Ah, por qué es in Spanien? no sería im?
Gracias


----------



## kunvla

Aer93 said:


> Ah, por qué es in Spanien? no sería im?
> Gracias




¿Y por qué es "en España", y otra vez, por qué es "en *la* España de hoy" o "en la España medieval" ?

Saludos,


----------



## kunvla

Aer93 said:


> el zu no lo había visto, me refería al *in dem* (el tratado en el que.., responde a *wo*? creo :S)
> Gracias



Saludos,


----------



## Aer93

kunvla said:


> Y por qué es "en España" y otra vez por qué es "en la España de hoy" o "en la España medieval" ?
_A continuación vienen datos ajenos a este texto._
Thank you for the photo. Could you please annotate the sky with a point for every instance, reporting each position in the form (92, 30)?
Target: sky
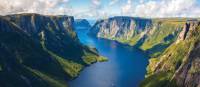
(104, 8)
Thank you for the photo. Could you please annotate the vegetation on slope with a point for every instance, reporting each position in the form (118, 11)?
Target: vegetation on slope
(39, 51)
(172, 60)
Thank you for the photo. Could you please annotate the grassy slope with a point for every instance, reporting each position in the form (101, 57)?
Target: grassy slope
(169, 62)
(24, 62)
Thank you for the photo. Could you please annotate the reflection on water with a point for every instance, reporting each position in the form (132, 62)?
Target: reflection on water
(125, 68)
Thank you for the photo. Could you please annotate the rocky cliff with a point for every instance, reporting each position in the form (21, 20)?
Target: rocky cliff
(178, 66)
(40, 51)
(151, 35)
(120, 27)
(82, 24)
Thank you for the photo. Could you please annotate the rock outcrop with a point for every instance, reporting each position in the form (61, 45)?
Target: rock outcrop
(40, 51)
(151, 35)
(178, 66)
(82, 24)
(120, 27)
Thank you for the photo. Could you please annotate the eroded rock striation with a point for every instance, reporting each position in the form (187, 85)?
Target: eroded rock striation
(40, 51)
(178, 66)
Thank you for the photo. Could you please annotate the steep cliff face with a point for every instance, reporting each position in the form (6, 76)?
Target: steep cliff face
(82, 24)
(119, 28)
(179, 63)
(151, 35)
(40, 51)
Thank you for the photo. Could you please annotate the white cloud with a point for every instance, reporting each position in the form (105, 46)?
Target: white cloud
(98, 8)
(112, 2)
(31, 6)
(127, 8)
(168, 8)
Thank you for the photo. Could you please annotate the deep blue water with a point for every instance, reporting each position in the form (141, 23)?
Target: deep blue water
(126, 66)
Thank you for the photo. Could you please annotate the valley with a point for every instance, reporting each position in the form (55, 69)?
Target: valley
(60, 51)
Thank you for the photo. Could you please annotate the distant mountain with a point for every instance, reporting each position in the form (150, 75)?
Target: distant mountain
(82, 24)
(173, 44)
(179, 64)
(148, 34)
(41, 51)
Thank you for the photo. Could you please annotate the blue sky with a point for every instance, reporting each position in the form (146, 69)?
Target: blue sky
(104, 8)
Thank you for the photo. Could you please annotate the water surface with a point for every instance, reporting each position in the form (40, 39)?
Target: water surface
(126, 66)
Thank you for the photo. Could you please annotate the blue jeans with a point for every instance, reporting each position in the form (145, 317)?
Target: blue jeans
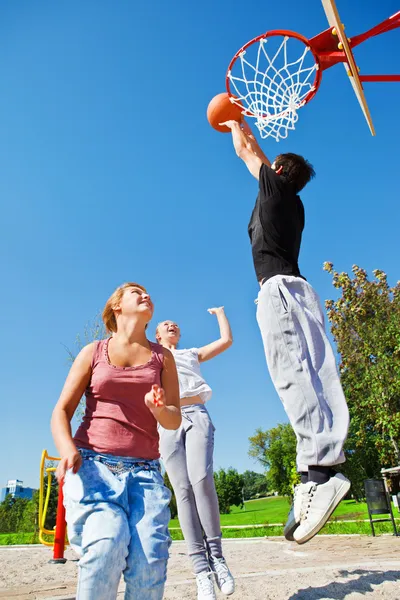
(117, 515)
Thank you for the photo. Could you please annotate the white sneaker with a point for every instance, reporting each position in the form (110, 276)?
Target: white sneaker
(205, 586)
(223, 576)
(318, 503)
(293, 520)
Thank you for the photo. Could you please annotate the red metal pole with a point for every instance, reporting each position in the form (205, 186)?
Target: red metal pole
(59, 538)
(379, 77)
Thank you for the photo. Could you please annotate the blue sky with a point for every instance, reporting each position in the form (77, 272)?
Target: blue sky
(110, 172)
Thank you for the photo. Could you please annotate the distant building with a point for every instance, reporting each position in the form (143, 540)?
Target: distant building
(16, 489)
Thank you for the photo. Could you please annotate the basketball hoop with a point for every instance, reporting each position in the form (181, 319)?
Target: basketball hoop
(277, 73)
(273, 76)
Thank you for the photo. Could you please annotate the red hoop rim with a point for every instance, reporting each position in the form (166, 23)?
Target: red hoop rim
(282, 33)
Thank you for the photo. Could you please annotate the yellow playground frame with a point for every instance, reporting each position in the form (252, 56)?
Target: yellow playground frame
(57, 543)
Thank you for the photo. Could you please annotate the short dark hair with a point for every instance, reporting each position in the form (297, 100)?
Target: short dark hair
(295, 169)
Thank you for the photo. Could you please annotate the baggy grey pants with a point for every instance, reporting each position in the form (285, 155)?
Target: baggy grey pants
(303, 369)
(187, 454)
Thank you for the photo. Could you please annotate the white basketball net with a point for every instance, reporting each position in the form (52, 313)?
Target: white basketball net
(272, 87)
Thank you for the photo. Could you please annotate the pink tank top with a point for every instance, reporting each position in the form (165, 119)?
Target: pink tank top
(117, 420)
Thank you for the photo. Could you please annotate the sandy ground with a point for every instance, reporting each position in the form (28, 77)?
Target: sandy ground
(327, 568)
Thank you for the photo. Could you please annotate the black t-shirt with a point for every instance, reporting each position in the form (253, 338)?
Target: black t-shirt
(276, 226)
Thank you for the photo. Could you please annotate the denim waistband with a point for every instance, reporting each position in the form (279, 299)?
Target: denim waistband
(121, 464)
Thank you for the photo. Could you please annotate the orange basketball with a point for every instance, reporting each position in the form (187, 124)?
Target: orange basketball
(221, 109)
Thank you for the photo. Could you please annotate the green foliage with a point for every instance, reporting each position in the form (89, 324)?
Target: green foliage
(275, 449)
(365, 322)
(254, 485)
(229, 486)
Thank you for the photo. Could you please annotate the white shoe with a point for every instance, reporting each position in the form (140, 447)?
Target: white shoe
(205, 586)
(293, 520)
(318, 503)
(223, 576)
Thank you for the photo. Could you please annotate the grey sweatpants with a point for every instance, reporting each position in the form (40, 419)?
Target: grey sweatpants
(187, 454)
(303, 369)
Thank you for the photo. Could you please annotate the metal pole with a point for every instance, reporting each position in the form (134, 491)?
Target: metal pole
(59, 538)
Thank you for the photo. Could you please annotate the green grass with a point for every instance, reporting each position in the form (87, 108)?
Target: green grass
(14, 539)
(262, 512)
(275, 510)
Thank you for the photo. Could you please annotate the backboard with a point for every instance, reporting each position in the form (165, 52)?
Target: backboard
(350, 66)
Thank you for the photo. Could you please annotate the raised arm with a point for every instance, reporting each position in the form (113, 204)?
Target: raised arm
(73, 390)
(164, 402)
(225, 340)
(246, 147)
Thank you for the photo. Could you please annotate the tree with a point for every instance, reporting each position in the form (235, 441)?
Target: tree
(275, 450)
(12, 513)
(229, 486)
(365, 322)
(254, 485)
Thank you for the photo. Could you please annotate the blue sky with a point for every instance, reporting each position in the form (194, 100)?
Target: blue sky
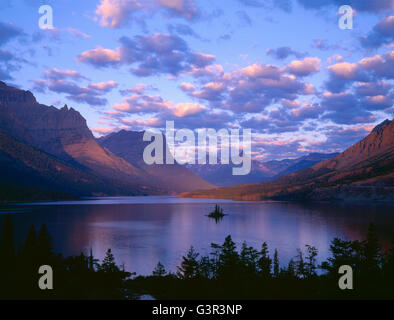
(283, 68)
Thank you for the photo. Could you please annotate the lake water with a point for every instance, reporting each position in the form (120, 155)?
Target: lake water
(144, 230)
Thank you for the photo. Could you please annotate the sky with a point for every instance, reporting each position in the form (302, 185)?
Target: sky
(283, 68)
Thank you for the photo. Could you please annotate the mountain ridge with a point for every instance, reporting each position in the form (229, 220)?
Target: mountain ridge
(364, 171)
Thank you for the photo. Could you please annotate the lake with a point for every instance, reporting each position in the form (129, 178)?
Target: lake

Perdona, no entiendo la pregunta.


----------



## kunvla

Aer93 said:


> Ah, por qué es in Spanien? no sería im?
> Gracias




¿Y por qué es "en España", y otra vez, por qué es "en *la* España de hoy" o "en *la* España medieval" ?

Saludos,



Aer93 said:


> Perdona, no entiendo la pregunta.



Perdona, no es una pregunta, es más bien una respuesta. Sólo quiero demostrar que el español y el alemán son igualmente en este caso, es decir, tienen los determinantes 'de hoy', 'medieval'. En tu ejemplo no hay ningún determinante.

Saludos,


----------



## Aer93

Ahhh ok. Es que busqué la palabra España en un diccionario y ponía neutro, pero ahora lo entiendo. Gracias


----------